Saying this, holding still the little glass in his hand, he felt in his pocket with the other for his watch, and drew out a magnificent large watch whose ticking was easily heard.
"Ah, the watch has come back from the repairer," Rouletabille remarked smilingly to Matrena Petrovna. "It looks like a splendid one."
"It has very fine works," said the general. "It was bequeathed to me by my grandfather. It marks the seconds, and the phases of the moon, and sounds the hours and half–hours."
Rouletabille bent over the watch, admiring it.
"You expect M. Koupriane for dinner?" inquired the young man, still examining the watch.
"Yes, but since he is so late, we'll not delay any longer. Your healths, my children," said the general as Rouletabille handed him back the watch and he put it in his pocket.
"Your health, Feodor Feodorovitch," replied Matrena Petrovna, with her usual tenderness.

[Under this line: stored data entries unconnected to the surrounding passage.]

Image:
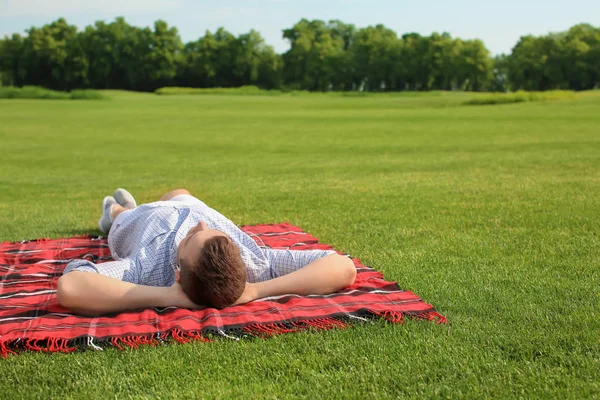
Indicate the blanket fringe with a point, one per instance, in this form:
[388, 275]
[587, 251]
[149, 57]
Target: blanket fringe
[53, 345]
[398, 317]
[268, 330]
[5, 352]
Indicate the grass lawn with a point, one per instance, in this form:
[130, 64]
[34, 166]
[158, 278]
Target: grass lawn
[490, 213]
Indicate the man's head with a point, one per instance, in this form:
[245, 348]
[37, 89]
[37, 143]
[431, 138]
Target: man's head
[212, 270]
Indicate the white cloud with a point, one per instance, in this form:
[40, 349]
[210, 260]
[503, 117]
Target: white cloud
[52, 8]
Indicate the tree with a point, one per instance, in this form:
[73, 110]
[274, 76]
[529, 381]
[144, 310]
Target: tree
[313, 59]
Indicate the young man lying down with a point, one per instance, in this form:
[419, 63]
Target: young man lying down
[180, 252]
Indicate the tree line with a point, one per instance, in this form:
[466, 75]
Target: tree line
[322, 56]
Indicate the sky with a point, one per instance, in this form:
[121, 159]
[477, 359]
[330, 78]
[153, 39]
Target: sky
[498, 24]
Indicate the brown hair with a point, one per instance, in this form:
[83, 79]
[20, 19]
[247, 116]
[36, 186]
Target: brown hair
[217, 276]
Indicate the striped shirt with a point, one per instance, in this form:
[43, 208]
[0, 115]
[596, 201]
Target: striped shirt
[144, 243]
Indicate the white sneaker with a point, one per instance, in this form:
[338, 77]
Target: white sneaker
[106, 220]
[124, 198]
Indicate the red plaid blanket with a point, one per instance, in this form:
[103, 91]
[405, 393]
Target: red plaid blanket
[31, 318]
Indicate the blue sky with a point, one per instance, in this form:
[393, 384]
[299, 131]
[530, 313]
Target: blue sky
[498, 24]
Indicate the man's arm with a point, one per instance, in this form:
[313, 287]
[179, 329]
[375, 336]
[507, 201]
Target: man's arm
[323, 276]
[88, 293]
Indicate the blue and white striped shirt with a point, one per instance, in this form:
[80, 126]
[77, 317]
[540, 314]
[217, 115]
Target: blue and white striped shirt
[144, 244]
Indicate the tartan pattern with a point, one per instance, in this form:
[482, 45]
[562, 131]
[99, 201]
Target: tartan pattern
[31, 318]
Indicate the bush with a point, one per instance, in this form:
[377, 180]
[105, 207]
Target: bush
[36, 92]
[520, 97]
[86, 94]
[244, 90]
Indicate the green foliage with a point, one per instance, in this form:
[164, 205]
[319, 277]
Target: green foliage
[86, 94]
[35, 92]
[520, 97]
[489, 213]
[323, 56]
[244, 90]
[569, 60]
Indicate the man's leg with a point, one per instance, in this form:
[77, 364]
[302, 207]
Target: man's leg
[173, 193]
[116, 210]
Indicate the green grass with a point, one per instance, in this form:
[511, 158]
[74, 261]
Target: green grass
[520, 96]
[489, 213]
[35, 92]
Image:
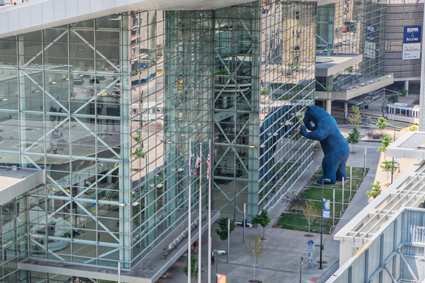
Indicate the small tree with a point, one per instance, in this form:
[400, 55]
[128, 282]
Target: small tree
[255, 247]
[263, 220]
[310, 212]
[381, 123]
[355, 117]
[375, 191]
[222, 228]
[413, 128]
[385, 143]
[353, 136]
[193, 266]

Rouletabille and Natacha only touched their lips to the vodka, but Feodor Feodorovitch and Matrena drank theirs in the Russian fashion, head back and all at a draught, draining it to the bottom and flinging the contents to the back of the throat. They had no more than performed this gesture when the general uttered an oath and tried to expel what he had drained so heartily. Matrena Petrovna spat violently also, looking with horror at her husband.
"What is it? What has someone put in the vodka?" cried Feodor.

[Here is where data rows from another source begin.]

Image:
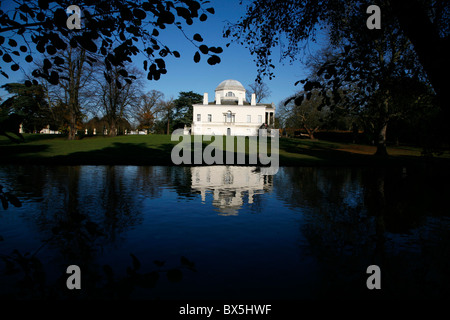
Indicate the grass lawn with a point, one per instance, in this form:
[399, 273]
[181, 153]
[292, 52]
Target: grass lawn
[156, 150]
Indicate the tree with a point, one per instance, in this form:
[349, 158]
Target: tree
[27, 102]
[115, 99]
[305, 114]
[146, 109]
[115, 30]
[260, 89]
[76, 78]
[184, 108]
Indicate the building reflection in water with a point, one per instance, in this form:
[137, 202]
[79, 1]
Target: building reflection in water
[229, 186]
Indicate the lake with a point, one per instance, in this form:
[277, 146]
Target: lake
[224, 232]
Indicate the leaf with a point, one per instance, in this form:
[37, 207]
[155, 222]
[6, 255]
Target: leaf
[136, 262]
[174, 275]
[12, 43]
[109, 272]
[196, 57]
[160, 62]
[213, 60]
[197, 37]
[189, 264]
[216, 49]
[123, 72]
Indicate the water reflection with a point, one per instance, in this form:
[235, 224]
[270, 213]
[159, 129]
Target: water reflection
[316, 231]
[230, 186]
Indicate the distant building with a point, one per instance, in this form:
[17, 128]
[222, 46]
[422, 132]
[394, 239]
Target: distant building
[229, 187]
[230, 113]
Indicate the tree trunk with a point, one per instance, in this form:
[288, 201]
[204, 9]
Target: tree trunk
[168, 124]
[381, 142]
[112, 129]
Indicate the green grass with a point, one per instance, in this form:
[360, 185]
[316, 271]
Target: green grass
[156, 150]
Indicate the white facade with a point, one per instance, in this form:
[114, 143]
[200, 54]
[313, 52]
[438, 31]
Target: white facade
[230, 113]
[229, 186]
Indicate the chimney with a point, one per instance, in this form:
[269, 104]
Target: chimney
[218, 98]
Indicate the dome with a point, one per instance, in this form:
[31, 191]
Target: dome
[230, 85]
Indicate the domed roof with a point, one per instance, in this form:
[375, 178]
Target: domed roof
[230, 85]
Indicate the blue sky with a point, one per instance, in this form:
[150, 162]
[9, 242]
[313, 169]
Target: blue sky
[183, 74]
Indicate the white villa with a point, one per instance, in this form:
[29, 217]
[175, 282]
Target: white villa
[229, 186]
[230, 113]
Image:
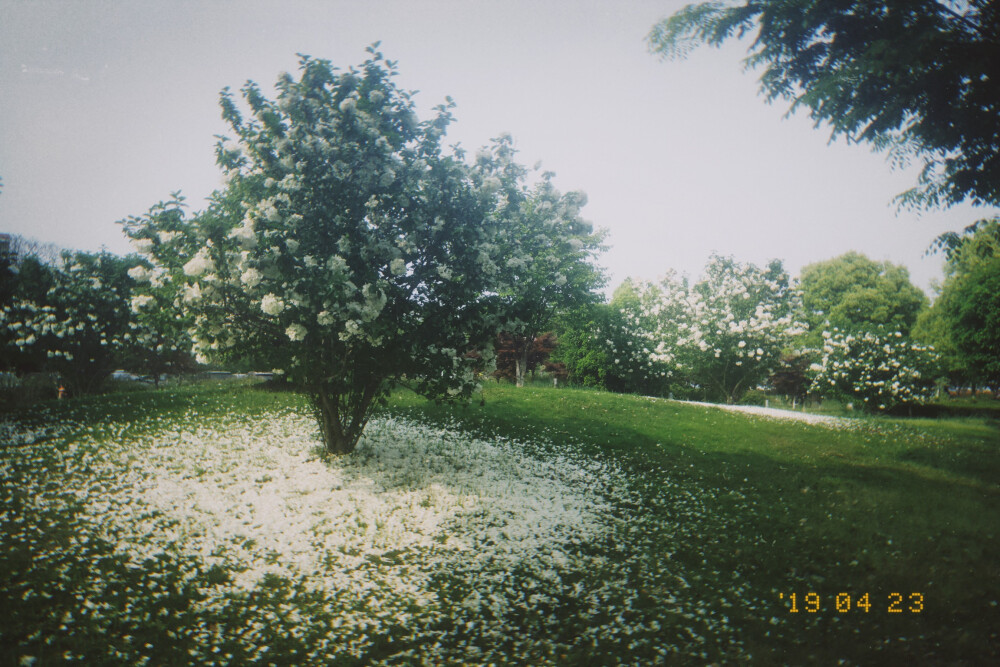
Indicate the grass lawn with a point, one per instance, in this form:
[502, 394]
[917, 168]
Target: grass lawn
[204, 525]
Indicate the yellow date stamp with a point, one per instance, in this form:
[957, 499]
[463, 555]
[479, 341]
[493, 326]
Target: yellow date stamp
[845, 603]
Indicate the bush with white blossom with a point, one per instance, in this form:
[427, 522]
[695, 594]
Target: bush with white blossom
[877, 369]
[724, 334]
[547, 248]
[348, 250]
[81, 325]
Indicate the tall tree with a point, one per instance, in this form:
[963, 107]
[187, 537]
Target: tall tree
[968, 309]
[349, 251]
[548, 249]
[914, 77]
[852, 292]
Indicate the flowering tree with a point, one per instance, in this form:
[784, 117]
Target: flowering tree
[725, 333]
[161, 319]
[547, 249]
[348, 251]
[879, 369]
[79, 325]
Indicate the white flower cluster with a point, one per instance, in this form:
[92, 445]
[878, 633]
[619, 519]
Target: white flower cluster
[725, 332]
[879, 369]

"What has someone put in the vodka?" repeated Matrena Petrovna in a thick voice, her eyes almost starting from her head.
The two young people threw themselves upon the unfortunates. Feodor's face had an expression of atrocious suffering.
"We are poisoned," cried the general, in the midst of his chokings. "I am burning inside."
Almost mad, Natacha took her father's head in her hands. She cried to him:
"Vomit, papa; vomit!"
"We must find an emetic," cried Rauletabille, holding on to the general, who had almost slipped from his arms.
Matrena Petrovna, whose gagging noises were violent, hurried down the steps of the kiosk, crossed the garden as though wild–fire were behind her, and bounded into the veranda. During this time the general succeeded in easing himself, thanks to Rouletabille, who had thrust a spoon to the root of his tongue. Natacha could do nothing but cry, "My God, my God, my God!" Feodor held onto his stomach, still crying, "I'm burning, I'm burning!" The scene was frightfully tragic and funny at the same time. To add to the burlesque, the general's watch in his pocket struck eight o'clock. Feodor Feodorovitch stood up in a final supreme effort. "Oh, it is horrible!" Matrena Petrovna showed a red, almost violet face as she came back; she distorted it, she choked, her mouth twitched, but she brought something, a little packet that she waved, and from which, trembling frightenedly, she shook a powder into the first two empty glasses, which were on her side of the table and were those she and the general had drained. She still had strength to fill them with water, while Rouletabille was almost overcome by the general, whom he still had in his arms, and Natacha concerned herself with nothing but her father, leaning over him as though to follow the progress of the terrible poison, to read in his eyes if it was to be life or death. "Ipecac," cried Matrena Petrovna, and she made the general drink it. She did not drink until after him. The heroic woman must have exerted superhuman force to go herself to find the saving antidote in her medicine–chest, even while the agony pervaded her vitals.
Some minutes later both could be considered saved. The servants, Ermolai at their head, were clustered about. Most of them had been at the lodge and they had not, it appeared, heard the beginning of the affair, the cries of Natacha and Rouletabille. Koupriane arrived just then. It was he who worked with Natacha in getting the two to bed. Then he directed one of his agents to go for the nearest doctors they could find.